Definition

What it is

NVIDIA's optimized LLM inference framework built on TensorRT, providing hand-tuned CUDA kernels, in-flight batching, paged KV-cache, FP8 / FP4 / INT4 quantization, speculative decoding, and structured-output decoding. It is the highest-performance commercial path for serving LLMs on NVIDIA GPUs, particularly for Hopper (H100/H200) and Blackwell (B100/B200/GB200) hardware.

Why it exists

vLLM optimizes for *generality* across hardware; TensorRT-LLM optimizes for *peak throughput on NVIDIA silicon* by collapsing the kernel stack into hardware-specific paths (TMA descriptors, async warp specialization, FP8 tensor cores, NVLink-aware all-reduces). The cost is a longer model-compile cycle (engine builds) and reduced portability; the benefit is 1.5-3x throughput over vLLM on equivalent hardware for hot model families.

Primary use cases

High-throughput production inference for Llama/Mixtral/DeepSeek/Qwen model families on NVIDIA GPUs, batched serving with strict TPOT (time-per-output-token) targets, structured-output workloads (JSON generation, function calling) where the speculative-decoding stack is decisive, multi-GPU serving via NVLink with tensor-parallel + pipeline-parallel sharding.

Recent developments

Latest signals

Latest release: v1.2.1 (April 2026) — the project crossed 1.0. TensorRT-LLM left the 0.x series for a stabilized 1.x release line; the current tag is v1.2.1, a major-version shift from the prior 0.20.0 line (API stabilization + the move off the experimental versioning). Teams pinned to 0.x should plan the migration.

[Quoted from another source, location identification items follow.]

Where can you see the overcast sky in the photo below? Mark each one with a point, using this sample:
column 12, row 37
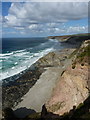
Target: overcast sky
column 37, row 19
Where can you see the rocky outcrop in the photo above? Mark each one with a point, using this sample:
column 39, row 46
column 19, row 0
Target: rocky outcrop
column 71, row 90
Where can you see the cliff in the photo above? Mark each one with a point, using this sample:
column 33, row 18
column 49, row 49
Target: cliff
column 74, row 84
column 71, row 38
column 70, row 93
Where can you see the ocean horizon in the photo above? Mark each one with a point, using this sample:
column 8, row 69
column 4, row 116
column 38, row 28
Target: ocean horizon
column 18, row 54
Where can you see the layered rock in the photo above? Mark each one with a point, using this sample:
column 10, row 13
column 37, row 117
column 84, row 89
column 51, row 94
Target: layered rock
column 73, row 87
column 71, row 90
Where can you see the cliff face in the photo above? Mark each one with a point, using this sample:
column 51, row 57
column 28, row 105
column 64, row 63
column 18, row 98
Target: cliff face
column 71, row 90
column 73, row 86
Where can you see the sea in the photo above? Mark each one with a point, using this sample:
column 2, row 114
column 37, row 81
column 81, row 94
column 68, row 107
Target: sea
column 18, row 54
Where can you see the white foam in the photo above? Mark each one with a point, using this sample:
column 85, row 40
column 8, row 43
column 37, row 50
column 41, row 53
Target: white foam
column 25, row 64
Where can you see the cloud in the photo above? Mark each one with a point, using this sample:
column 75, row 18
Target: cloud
column 44, row 17
column 46, row 0
column 28, row 13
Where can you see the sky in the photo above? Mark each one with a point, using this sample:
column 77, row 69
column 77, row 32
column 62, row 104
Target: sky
column 41, row 19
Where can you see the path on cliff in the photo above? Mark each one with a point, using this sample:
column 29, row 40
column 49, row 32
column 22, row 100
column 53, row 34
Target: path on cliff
column 41, row 92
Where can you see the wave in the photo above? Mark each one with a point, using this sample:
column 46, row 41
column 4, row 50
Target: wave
column 18, row 68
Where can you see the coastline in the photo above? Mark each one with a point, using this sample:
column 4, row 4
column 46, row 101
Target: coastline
column 35, row 79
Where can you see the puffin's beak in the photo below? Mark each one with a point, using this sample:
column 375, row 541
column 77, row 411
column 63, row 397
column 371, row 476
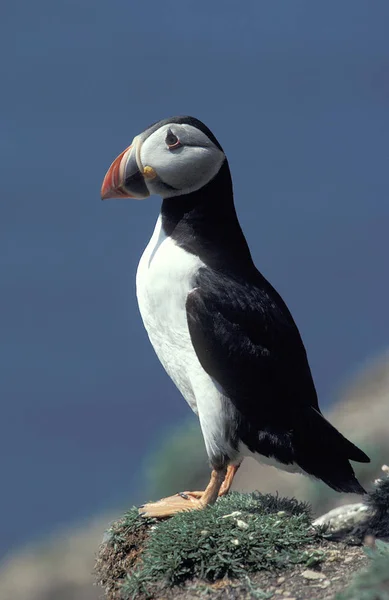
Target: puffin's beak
column 123, row 178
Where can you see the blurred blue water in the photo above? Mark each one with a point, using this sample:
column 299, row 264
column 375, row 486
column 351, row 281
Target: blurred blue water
column 298, row 95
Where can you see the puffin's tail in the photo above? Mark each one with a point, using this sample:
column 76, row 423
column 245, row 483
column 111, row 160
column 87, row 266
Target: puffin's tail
column 322, row 451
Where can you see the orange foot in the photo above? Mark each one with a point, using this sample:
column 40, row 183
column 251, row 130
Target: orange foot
column 172, row 505
column 219, row 485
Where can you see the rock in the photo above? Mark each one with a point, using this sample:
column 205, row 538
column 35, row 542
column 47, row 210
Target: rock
column 344, row 517
column 309, row 574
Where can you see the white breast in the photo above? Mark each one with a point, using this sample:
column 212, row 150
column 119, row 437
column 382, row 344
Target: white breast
column 166, row 274
column 164, row 278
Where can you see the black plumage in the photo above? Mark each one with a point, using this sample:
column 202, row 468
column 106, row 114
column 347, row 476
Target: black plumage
column 246, row 339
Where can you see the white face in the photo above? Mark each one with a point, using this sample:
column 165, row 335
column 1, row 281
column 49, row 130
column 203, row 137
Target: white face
column 183, row 158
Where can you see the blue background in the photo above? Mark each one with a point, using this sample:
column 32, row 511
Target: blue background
column 298, row 95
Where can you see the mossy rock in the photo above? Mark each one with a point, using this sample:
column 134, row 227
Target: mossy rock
column 240, row 535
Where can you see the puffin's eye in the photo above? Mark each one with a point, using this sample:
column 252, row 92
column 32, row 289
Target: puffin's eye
column 172, row 140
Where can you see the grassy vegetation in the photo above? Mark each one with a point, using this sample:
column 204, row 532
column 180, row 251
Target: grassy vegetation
column 241, row 534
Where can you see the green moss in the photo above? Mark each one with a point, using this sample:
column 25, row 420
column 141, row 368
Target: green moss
column 239, row 535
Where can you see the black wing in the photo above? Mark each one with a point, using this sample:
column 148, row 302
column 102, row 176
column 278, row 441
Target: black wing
column 246, row 339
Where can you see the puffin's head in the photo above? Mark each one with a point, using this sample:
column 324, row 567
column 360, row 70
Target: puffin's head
column 174, row 157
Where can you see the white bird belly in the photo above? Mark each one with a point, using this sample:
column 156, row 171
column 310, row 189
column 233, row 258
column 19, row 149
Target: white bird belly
column 166, row 274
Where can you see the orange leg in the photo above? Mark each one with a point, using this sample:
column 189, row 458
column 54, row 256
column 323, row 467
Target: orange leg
column 186, row 501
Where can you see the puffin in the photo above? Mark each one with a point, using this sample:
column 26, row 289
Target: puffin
column 221, row 331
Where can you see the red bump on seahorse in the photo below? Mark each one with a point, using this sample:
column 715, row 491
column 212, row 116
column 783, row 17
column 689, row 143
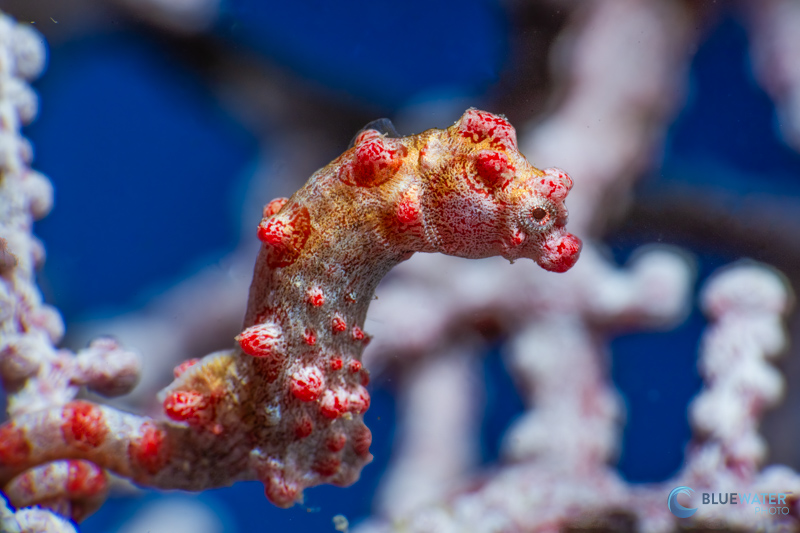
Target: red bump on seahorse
column 285, row 404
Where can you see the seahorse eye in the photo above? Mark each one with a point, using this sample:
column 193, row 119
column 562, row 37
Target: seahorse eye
column 539, row 217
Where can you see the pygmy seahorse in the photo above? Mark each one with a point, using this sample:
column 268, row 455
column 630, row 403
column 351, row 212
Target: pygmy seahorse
column 286, row 406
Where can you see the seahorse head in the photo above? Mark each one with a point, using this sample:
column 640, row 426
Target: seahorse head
column 482, row 197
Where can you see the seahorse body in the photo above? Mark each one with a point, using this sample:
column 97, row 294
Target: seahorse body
column 463, row 191
column 286, row 405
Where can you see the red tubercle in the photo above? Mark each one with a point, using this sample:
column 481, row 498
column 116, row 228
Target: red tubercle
column 83, row 425
column 85, row 479
column 338, row 324
column 376, row 159
column 188, row 406
column 303, row 427
column 555, row 184
column 309, row 337
column 336, row 442
column 273, row 207
column 149, row 451
column 494, row 168
column 315, row 296
column 327, row 464
column 359, row 400
column 14, row 447
column 561, row 254
column 285, row 235
column 333, row 404
column 179, row 370
column 408, row 211
column 361, row 438
column 307, row 383
column 358, row 334
column 478, row 126
column 262, row 340
column 279, row 490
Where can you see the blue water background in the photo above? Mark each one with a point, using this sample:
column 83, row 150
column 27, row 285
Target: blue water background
column 147, row 168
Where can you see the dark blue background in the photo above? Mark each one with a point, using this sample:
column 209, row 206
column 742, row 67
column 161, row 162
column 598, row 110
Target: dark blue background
column 147, row 169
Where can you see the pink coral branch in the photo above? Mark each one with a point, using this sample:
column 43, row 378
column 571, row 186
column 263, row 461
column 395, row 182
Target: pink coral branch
column 286, row 405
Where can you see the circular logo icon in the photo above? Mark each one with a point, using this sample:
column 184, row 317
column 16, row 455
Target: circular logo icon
column 677, row 509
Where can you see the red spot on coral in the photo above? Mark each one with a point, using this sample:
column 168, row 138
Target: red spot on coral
column 338, row 324
column 333, row 404
column 315, row 296
column 149, row 450
column 279, row 491
column 478, row 126
column 285, row 235
column 85, row 479
column 494, row 168
column 14, row 448
column 358, row 334
column 327, row 465
column 262, row 340
column 555, row 184
column 560, row 255
column 408, row 211
column 183, row 367
column 336, row 442
column 376, row 160
column 307, row 383
column 303, row 427
column 309, row 337
column 273, row 207
column 83, row 425
column 187, row 406
column 518, row 238
column 359, row 400
column 361, row 437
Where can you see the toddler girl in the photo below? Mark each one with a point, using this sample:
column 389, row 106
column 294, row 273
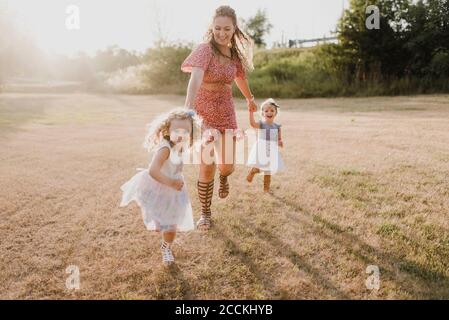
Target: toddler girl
column 264, row 156
column 160, row 191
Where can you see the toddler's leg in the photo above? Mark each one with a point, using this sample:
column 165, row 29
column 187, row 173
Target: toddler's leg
column 266, row 182
column 168, row 236
column 251, row 174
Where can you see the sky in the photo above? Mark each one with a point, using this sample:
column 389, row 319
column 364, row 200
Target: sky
column 134, row 24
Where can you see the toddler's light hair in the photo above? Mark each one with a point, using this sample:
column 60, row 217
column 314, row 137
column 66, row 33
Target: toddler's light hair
column 159, row 128
column 270, row 102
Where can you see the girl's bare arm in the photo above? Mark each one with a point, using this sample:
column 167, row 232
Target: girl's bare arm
column 156, row 165
column 196, row 78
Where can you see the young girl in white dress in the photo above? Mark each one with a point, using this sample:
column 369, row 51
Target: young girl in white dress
column 160, row 190
column 264, row 156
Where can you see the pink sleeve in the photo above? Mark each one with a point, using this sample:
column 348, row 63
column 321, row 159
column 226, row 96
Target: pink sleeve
column 240, row 71
column 199, row 57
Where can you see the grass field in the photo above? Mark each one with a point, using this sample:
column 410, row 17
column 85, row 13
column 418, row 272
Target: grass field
column 367, row 184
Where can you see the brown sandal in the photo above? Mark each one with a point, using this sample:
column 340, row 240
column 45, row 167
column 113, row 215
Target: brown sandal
column 251, row 174
column 223, row 191
column 205, row 192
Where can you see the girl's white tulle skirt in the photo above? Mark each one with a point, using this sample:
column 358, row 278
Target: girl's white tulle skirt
column 265, row 156
column 163, row 208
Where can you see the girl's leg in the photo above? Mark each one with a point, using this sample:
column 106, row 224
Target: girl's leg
column 205, row 187
column 225, row 169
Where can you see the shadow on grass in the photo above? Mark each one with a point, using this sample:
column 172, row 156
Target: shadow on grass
column 433, row 284
column 17, row 111
column 172, row 284
column 268, row 280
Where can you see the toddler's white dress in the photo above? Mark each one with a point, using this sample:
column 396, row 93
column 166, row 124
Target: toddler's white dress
column 265, row 154
column 163, row 208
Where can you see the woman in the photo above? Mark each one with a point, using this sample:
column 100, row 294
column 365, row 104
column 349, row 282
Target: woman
column 226, row 56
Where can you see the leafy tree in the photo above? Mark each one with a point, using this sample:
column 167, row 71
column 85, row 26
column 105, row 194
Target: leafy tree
column 257, row 27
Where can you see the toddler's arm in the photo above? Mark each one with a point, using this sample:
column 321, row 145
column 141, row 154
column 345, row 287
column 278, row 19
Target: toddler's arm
column 280, row 143
column 155, row 170
column 253, row 122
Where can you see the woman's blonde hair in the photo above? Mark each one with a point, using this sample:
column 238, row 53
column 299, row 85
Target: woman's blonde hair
column 159, row 128
column 242, row 44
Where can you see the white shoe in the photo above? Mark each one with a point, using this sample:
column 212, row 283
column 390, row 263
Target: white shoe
column 167, row 255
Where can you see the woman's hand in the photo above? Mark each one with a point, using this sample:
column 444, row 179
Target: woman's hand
column 280, row 143
column 252, row 106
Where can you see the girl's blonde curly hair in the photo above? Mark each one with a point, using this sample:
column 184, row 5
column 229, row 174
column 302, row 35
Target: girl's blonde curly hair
column 159, row 128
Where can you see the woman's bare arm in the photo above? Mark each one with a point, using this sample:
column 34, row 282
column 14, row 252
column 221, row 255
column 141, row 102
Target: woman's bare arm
column 196, row 78
column 243, row 86
column 253, row 122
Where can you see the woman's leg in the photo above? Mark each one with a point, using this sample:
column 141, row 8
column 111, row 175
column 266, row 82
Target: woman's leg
column 168, row 236
column 205, row 186
column 225, row 169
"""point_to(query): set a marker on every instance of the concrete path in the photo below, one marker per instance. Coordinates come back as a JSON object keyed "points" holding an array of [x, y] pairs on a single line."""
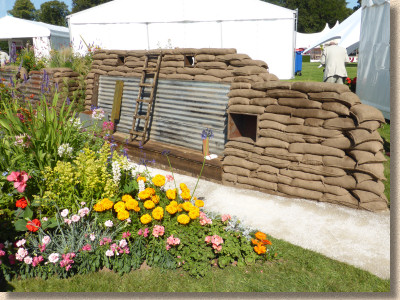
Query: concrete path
{"points": [[356, 237]]}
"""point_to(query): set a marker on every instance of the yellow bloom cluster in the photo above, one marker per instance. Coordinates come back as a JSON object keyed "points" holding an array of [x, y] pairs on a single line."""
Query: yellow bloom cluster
{"points": [[103, 205], [158, 180], [158, 213]]}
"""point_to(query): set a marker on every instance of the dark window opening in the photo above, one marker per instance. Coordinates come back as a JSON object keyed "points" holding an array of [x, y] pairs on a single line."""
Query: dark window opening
{"points": [[242, 125]]}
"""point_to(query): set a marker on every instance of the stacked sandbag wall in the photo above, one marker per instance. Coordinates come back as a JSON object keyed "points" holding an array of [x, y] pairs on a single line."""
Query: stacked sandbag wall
{"points": [[207, 64], [314, 141]]}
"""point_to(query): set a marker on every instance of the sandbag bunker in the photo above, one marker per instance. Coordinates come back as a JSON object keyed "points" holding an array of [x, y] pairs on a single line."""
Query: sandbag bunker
{"points": [[310, 140]]}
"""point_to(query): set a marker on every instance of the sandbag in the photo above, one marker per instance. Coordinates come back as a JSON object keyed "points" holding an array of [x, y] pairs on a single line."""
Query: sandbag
{"points": [[314, 113], [239, 162], [317, 87], [287, 137], [250, 109], [339, 124], [263, 101], [299, 192], [238, 100], [316, 131], [363, 112], [362, 157], [271, 125], [359, 136], [271, 142], [281, 93], [247, 93], [318, 170], [338, 108], [347, 181], [236, 170], [299, 103], [283, 119], [339, 142]]}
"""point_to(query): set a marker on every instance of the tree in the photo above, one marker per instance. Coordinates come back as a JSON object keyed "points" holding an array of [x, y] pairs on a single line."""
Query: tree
{"points": [[78, 5], [23, 9], [314, 14], [53, 12]]}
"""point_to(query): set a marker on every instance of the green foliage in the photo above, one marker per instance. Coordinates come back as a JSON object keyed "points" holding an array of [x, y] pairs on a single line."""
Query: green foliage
{"points": [[53, 12], [23, 9]]}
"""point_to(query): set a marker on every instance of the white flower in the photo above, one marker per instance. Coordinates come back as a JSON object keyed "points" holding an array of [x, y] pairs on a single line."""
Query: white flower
{"points": [[108, 223], [64, 213], [75, 218], [20, 243], [54, 257], [46, 240], [28, 260], [123, 243]]}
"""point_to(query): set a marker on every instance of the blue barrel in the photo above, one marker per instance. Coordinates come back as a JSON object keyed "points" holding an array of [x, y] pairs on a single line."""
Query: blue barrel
{"points": [[298, 63]]}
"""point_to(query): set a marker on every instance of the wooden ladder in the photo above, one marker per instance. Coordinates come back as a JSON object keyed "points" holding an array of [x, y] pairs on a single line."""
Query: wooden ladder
{"points": [[140, 99]]}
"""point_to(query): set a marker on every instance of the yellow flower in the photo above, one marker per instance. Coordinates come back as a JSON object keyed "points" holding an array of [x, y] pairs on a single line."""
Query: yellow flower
{"points": [[185, 195], [158, 180], [171, 194], [171, 209], [131, 204], [158, 213], [149, 204], [126, 198], [155, 199], [141, 178], [199, 203], [144, 195], [145, 219], [183, 219], [123, 215], [119, 206]]}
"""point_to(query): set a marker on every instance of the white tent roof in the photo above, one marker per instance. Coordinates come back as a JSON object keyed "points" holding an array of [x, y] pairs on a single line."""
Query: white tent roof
{"points": [[11, 27], [348, 31], [153, 11]]}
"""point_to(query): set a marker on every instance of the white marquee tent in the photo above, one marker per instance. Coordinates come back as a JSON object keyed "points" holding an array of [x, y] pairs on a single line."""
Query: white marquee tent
{"points": [[259, 29], [43, 37], [373, 74]]}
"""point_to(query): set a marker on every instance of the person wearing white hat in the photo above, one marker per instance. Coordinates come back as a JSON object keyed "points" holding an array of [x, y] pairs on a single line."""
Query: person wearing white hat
{"points": [[334, 58]]}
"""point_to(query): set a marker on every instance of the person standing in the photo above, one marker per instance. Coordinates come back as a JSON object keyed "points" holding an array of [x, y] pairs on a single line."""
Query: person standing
{"points": [[334, 59]]}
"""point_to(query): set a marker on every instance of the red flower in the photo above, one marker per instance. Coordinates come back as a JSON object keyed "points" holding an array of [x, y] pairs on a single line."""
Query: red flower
{"points": [[21, 203], [33, 225]]}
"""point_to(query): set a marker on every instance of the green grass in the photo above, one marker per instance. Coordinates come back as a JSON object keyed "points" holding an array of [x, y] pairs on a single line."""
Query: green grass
{"points": [[297, 270]]}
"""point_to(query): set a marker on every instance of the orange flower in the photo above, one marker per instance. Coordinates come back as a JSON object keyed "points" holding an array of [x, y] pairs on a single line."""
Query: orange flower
{"points": [[261, 236]]}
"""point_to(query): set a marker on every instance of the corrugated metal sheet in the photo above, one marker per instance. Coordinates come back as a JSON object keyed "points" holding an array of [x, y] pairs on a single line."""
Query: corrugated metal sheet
{"points": [[182, 109]]}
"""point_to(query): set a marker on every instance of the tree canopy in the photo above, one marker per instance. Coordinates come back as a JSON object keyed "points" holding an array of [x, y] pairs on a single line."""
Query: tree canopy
{"points": [[78, 5], [53, 12], [23, 9], [314, 14]]}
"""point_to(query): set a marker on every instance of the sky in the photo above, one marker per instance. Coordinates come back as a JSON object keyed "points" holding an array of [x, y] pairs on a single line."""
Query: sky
{"points": [[8, 5]]}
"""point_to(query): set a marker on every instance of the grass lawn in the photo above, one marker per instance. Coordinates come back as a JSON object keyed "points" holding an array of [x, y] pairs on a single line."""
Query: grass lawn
{"points": [[297, 270]]}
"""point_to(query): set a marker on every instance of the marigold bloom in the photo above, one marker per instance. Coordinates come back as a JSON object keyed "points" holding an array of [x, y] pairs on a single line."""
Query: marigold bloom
{"points": [[149, 204], [158, 213], [126, 198], [183, 219], [145, 219], [171, 194], [260, 235], [123, 215], [260, 249]]}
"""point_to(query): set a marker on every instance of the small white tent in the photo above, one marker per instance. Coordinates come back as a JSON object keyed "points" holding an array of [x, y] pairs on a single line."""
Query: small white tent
{"points": [[373, 74], [43, 37], [259, 29], [348, 32]]}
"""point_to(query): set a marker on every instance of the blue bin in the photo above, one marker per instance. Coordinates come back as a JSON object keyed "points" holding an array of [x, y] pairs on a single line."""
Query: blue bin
{"points": [[298, 63]]}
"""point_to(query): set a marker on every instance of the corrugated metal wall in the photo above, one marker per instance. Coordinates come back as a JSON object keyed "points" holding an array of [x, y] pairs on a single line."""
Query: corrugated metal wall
{"points": [[182, 109]]}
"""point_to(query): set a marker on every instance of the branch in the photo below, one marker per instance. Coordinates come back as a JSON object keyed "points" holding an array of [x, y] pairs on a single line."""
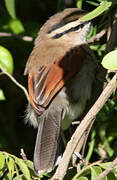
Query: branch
{"points": [[97, 36], [25, 38], [14, 80], [109, 169], [62, 168], [112, 42]]}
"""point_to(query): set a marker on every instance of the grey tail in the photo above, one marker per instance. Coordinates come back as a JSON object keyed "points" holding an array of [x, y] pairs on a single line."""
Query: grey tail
{"points": [[47, 148]]}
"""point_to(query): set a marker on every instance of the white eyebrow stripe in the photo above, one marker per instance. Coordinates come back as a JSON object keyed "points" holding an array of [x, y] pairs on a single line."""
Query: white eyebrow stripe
{"points": [[64, 28]]}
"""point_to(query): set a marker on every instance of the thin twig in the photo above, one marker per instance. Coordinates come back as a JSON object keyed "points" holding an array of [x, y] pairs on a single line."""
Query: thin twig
{"points": [[109, 169], [62, 168], [86, 137], [97, 37], [14, 80], [23, 154], [25, 38]]}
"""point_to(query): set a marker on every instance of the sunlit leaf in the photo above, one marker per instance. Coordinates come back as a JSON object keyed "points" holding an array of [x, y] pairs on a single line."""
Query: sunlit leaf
{"points": [[11, 165], [2, 160], [95, 171], [23, 168], [110, 60], [79, 3], [82, 178], [16, 26], [2, 97], [29, 164], [96, 12], [10, 5], [6, 60]]}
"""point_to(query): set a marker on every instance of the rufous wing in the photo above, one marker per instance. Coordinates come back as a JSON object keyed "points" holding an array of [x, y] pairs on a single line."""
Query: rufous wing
{"points": [[46, 83]]}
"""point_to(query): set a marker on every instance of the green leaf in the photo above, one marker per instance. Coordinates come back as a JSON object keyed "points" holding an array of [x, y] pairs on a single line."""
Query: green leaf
{"points": [[111, 176], [23, 168], [16, 26], [79, 4], [6, 60], [96, 12], [11, 166], [3, 171], [110, 60], [20, 177], [29, 164], [95, 171], [2, 160], [93, 3], [105, 165], [10, 5], [82, 178], [2, 97]]}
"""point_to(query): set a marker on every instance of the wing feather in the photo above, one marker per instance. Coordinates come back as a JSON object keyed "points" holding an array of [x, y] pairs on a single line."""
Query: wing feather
{"points": [[45, 84]]}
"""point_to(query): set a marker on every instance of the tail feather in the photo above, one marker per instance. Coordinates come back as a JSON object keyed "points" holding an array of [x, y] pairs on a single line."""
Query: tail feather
{"points": [[47, 142]]}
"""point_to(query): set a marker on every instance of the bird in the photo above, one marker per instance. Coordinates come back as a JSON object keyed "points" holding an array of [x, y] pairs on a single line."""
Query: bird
{"points": [[61, 72]]}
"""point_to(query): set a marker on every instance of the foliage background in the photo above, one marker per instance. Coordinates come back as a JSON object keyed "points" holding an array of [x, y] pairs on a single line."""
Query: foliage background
{"points": [[31, 14]]}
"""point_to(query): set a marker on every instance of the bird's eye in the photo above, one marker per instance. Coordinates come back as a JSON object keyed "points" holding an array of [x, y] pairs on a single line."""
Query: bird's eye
{"points": [[79, 27]]}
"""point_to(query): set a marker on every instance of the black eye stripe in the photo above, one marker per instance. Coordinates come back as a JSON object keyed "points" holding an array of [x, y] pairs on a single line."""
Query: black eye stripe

Per NVIDIA/TensorRT-LLM releases.
Native KV-cache offload to host CPU + NVMe. Tiered KV-cache management mirrors LMCache's HBM → host DRAM → NVMe spill pattern; prefix caches are re-warmed on demand. See the TensorRT-LLM repo for the kernel-level implementation.
Disaggregated serving via Triton. Prefill-decode disaggregation is supported through Triton Inference Server's executor pools; prefill engines on one accelerator class, decode engines on another, with NIXL shipping caches between them. Per the Triton Inference Server docs.
Decoupled RoPE + MLA kernels merged. TensorRT-LLM added native kernels for DeepSeek's MLA + Decoupled RoPE pattern, removing the prior performance penalty for serving DeepSeek family models. Per the TensorRT-LLM repo.